I was crying then, crying slowly...and then I noticed him, approaching me. He was crying too, of course. I turned to look at him, and our eyes met, and it was almost as though we started reading each other's thoughts. It was a sort of unspoken agreement that flashed between us in that instant, that we each realised that the other was the only person in the world who was feeling exactly the same as us, who could ever understand the depths of pain and of grief. He opened his arms and I stepped into them, still crying softly. We spent the rest of the funeral like that, standing out in the rain, in each other's arms, crying, taking comfort from the other. There were a hundred pairs of eyes on us, confused. It must have been a strange sight, of course - Cho Chang and Percy Weasley, an odd pair, holding each other and sobbing in the rain.

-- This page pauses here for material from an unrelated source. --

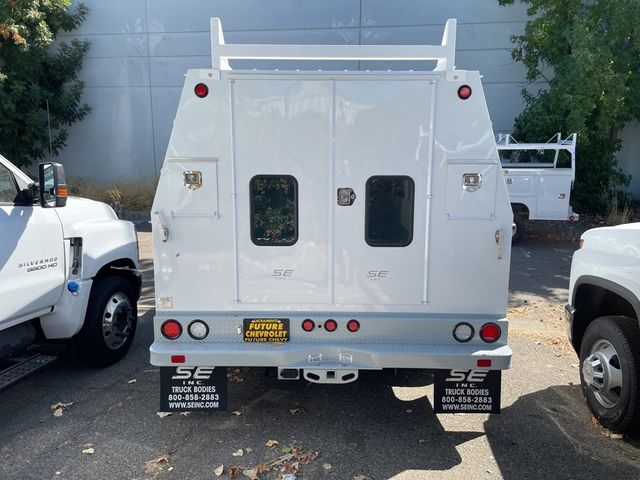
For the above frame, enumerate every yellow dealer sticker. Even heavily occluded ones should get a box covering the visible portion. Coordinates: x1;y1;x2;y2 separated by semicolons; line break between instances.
243;318;289;343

I couldn't remember leaving the funeral, and I couldn't remember arriving at Percy's flat. I could remember curling up in a little ball in bed and listening to the sound of the rain on the roof. I fell asleep to the calming sound of Percy's voice as he talked about Cedric, immortalized his lover in remembrances.
We both loved Cedric.
And now he was gone.
Percy sighed and, almost reluctantly, let go, stood up. "I was just...fixing breakfast. Would you like some...tea, or something?" His voice was cautious, measured; the whirlwind of crazy emotions he had just been feeling carefully hidden in a façade of calmness, as they always were.
"Coffee, please." I said softly. "If you've got it."
"I haven't." He replied, sheepishly, looking at me over his shoulder.
"Tea, then."
"Of course."
I sighed, and began trying to untangle the blankets, so I could get up, find the bathroom, eat breakfast, somehow manage to get on with my life.